Chemotherapy is often effective. But when a patient goes into remission only to have the cancer reoccur years later, it could be because of the evolutionary capacity of these long noncoding RNAs (lncRNAs), which may play a role in helping one of the cancer cells to survive and propagate. Morris and Levanon are trying to uncover the mechanism in the genomic fabric that drives this oncogenesis (the process by which healthy cells become cancer cells) and the cancer’s resistance to drugs.
 
They hypothesize that an RNA-edited lncRNA pathway can be present across a variety of cancer types — lung, breast, prostate, pancreatic — and that this RNA editing drives the cancer’s progression and resistance. Using genome sequencing, they’re working to create a massive model that compiles every transcript in the cancer cells of all cancer types and establishes common themes. “There are commonalities between them,” Morris said, “and if we can find that root commonality, we’ll have a key we can turn to shut down the cancer.”
 
To test their theory, they plan to screen more than 10,000 patient samples to reveal the role of RNA editing within cancer-specific lncRNAs. They’re going to look at several cancer types and locate the lncRNAs that have been instilled through evolution and natural selection during cancer, as well as during cancer treatment. If they can identify the mutation hot spots in the lncRNAs that drive chemotherapy resistance, they can possibly target and inhibit that pathway so the drugs can do their work.
 
Cephalopods such as cuttlefish and octopuses use RNA editing to change proteins instantaneously to protect themselves from predators.
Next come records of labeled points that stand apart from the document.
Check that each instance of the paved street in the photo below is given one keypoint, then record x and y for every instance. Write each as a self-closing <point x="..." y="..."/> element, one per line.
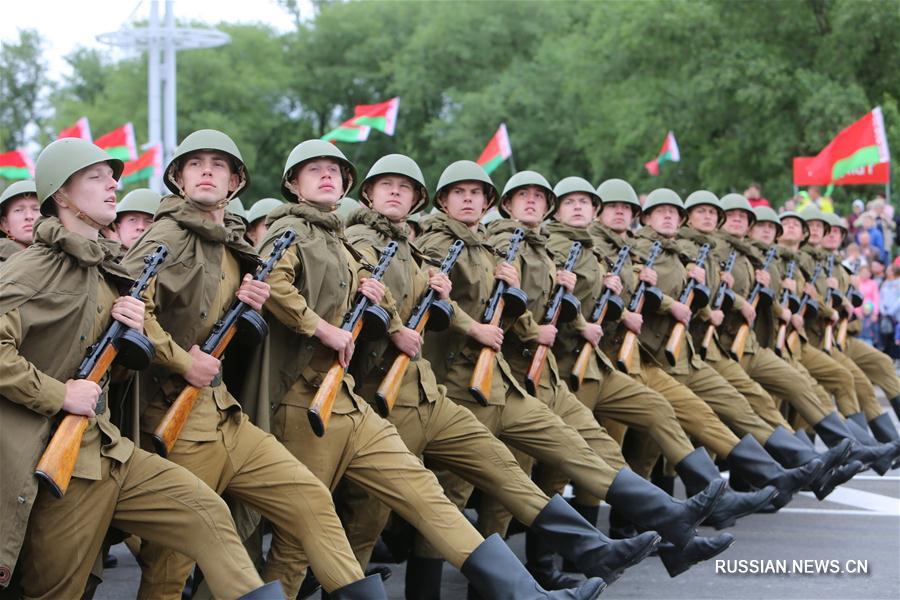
<point x="859" y="522"/>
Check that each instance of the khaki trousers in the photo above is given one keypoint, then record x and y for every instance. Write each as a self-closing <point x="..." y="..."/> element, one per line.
<point x="147" y="496"/>
<point x="877" y="366"/>
<point x="369" y="452"/>
<point x="451" y="438"/>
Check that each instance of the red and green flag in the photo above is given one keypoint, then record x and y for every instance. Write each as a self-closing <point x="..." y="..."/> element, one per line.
<point x="145" y="167"/>
<point x="366" y="117"/>
<point x="81" y="129"/>
<point x="668" y="153"/>
<point x="852" y="156"/>
<point x="119" y="143"/>
<point x="497" y="150"/>
<point x="16" y="164"/>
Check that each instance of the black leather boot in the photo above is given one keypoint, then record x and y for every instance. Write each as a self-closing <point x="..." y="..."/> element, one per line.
<point x="677" y="561"/>
<point x="648" y="506"/>
<point x="833" y="429"/>
<point x="368" y="588"/>
<point x="497" y="574"/>
<point x="754" y="463"/>
<point x="791" y="452"/>
<point x="593" y="554"/>
<point x="697" y="470"/>
<point x="274" y="591"/>
<point x="540" y="560"/>
<point x="423" y="578"/>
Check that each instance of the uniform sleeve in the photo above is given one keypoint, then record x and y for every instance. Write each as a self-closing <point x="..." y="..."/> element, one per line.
<point x="285" y="302"/>
<point x="168" y="353"/>
<point x="22" y="382"/>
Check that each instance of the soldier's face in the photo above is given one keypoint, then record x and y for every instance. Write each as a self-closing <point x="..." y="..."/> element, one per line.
<point x="576" y="209"/>
<point x="764" y="232"/>
<point x="704" y="218"/>
<point x="132" y="225"/>
<point x="320" y="182"/>
<point x="92" y="191"/>
<point x="816" y="232"/>
<point x="18" y="218"/>
<point x="465" y="202"/>
<point x="792" y="231"/>
<point x="616" y="215"/>
<point x="206" y="177"/>
<point x="833" y="239"/>
<point x="664" y="220"/>
<point x="528" y="205"/>
<point x="736" y="223"/>
<point x="392" y="196"/>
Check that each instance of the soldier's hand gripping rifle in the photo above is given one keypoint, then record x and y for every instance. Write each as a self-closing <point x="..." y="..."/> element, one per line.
<point x="723" y="301"/>
<point x="789" y="301"/>
<point x="608" y="306"/>
<point x="363" y="315"/>
<point x="239" y="316"/>
<point x="696" y="296"/>
<point x="504" y="299"/>
<point x="561" y="308"/>
<point x="639" y="302"/>
<point x="429" y="311"/>
<point x="836" y="299"/>
<point x="856" y="300"/>
<point x="759" y="296"/>
<point x="127" y="347"/>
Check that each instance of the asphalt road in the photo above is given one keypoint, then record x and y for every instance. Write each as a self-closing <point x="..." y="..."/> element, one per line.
<point x="856" y="529"/>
It’s a process Morris likens to jetlag, during which pressure is placed on the human system to adapt to a new environment, likely through lncRNAs that adjust our circadian rhythms and signal us to change how we feel and behave. Similarly, the RNA-binding ADAR protein is an RNA editor, which means that it can encourage the RNA to form a different structure using other proteins that forges a new pathway to help the cancer cells survive.
 
“Cancer is evolution on hyperdrive,” said Morris. “It’s a great system to study natural selection because if you’ve got cancer, it’s a cell that’s gone rogue. When the immune system lets its guard down or is unable to control it, the cell finds a niche, evolves and creates a tumor microenvironment.”
 
It’s still unclear how this RNA editing works, but these lncRNAs could become much more precise targets for treatment since they are very specific to the pathways they regulate. Levanon has spent months doing deep sequencing analysis of a massive amount of data from patient samples, interrogating pathways to find the best ones for Morris’s lab to focus on. Together, they will develop a complex assessment of the role of ADAR activity on lncRNAs in human cancer. These investigations could then lead to the development of new therapeutics.
 
“What’s going to happen is scientists will start locating very refined targets,” Morris said. “Meaning, you hit five lncRNAs that completely control that pathway, and it may shut that entire cancer cell down because they’re unique to that cancer cell.”
 
Morris admits that the complexities in this new area of research, which require a shift in thinking away from established dogma, can spark confusion and resistance in the scientific community. But that challenge is part of what drives him.
 
“I like this kind of work because no one on the planet knows the answer — we’re probably the closest to figuring it out,” said Morris, who has been digging into lncRNAs since the turn of the millennium. “How things work mechanistically is very interesting to me. I want to understand the fabric of the cell. This dark matter is fascinating.”
 
Morris credits the Barron program with granting him the freedom to indulge his most forward-thinking scientific curiosities. “These funding resources allow for real breakthroughs to be supported,” Morris said. “You develop a creative idea, it’s peer reviewed and then you have a go at it. It’s seed money for creative collaborations, innovative thinking, outside-the-box approaches — and that’s where true discoveries come from.”